Open monovich opened 4 years ago
Thanks for the comment!
Unfortunately, I think you may need to manually check that you get the right genes, no matter what strategy you take.
Here are some tips that might be helpful:
You can paste names into the text box on this silly website I made to try to ease the pain of this task: https://quickgene.net/
You could also try using the mygene Bioconductor package with queries like "Stat3+IL21" to see if it gives you back anything useful.
I'm not really happy with the HOMER output files, and one day I would like to try using other packages instead of HOMER:
@slowkow Thanks for the quick response and excellent tips!
After spending the last couple hours manually curating my HOMER output, I can safely say I am also quite unhappy with HOMER's output files (and HOMER generally as a tool). I'll definitely check out the package alternatives you linked for future projects and will absolutely be using your site to get fetch proper gene symbols. I think you're correct that manual curation is inescapable for these output files.

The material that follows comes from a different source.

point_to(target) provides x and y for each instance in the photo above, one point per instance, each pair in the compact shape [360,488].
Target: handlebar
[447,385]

I ended up realizing after posting this that the motifs are actually annotated in the html files with links to GeneCards, which definitely helps resolves many issues for motifs being named after old or ambigious gene symbols. One can manually investigate these links, but this isn't something that seems to be currently handled/utilized by any HOMER helper tool I've discovered (homerkit, marge, etc.). If integrated into the output parsed by homerkit (i.e. to get gene symbols/names as column in the output table), this would probably capture a good chunk of my described use case. Annoyingly, this still requires cross referencing another database to fetch the species specific symbols for the HOMER output. One would think that if the mouse genome is provided to a tool, the tool's gene annotation would provide mouse annotations and link out to some mouse specific gene page like those hosted by ensembl as opposed to those from a human-specific database, but I digress.
First off, thanks for this! Your packages are always really helpful and simple to get working.
This isn't so much a question about your package, but its downstream usage. Do you have a preferred way for parsing the motif_name assigned by HOMER to convert back to a gene name? The leading gene name seems to inconsistently match to a conventional name. Just regex parsing the first chunk of the string, you often end up with things like "Stat3+il21" or "AP-2alpha" which aren't really easily batch converted to standard ensembl gene symbols.
I'd like to check to see if any of the enriched motifs assigned to specific factors correspond with any expression change in those factors in my corresponding RNA-seq dataset, which would require intersection of the output tables. Do you know if there exists a simpler way to achieve this? Thanks!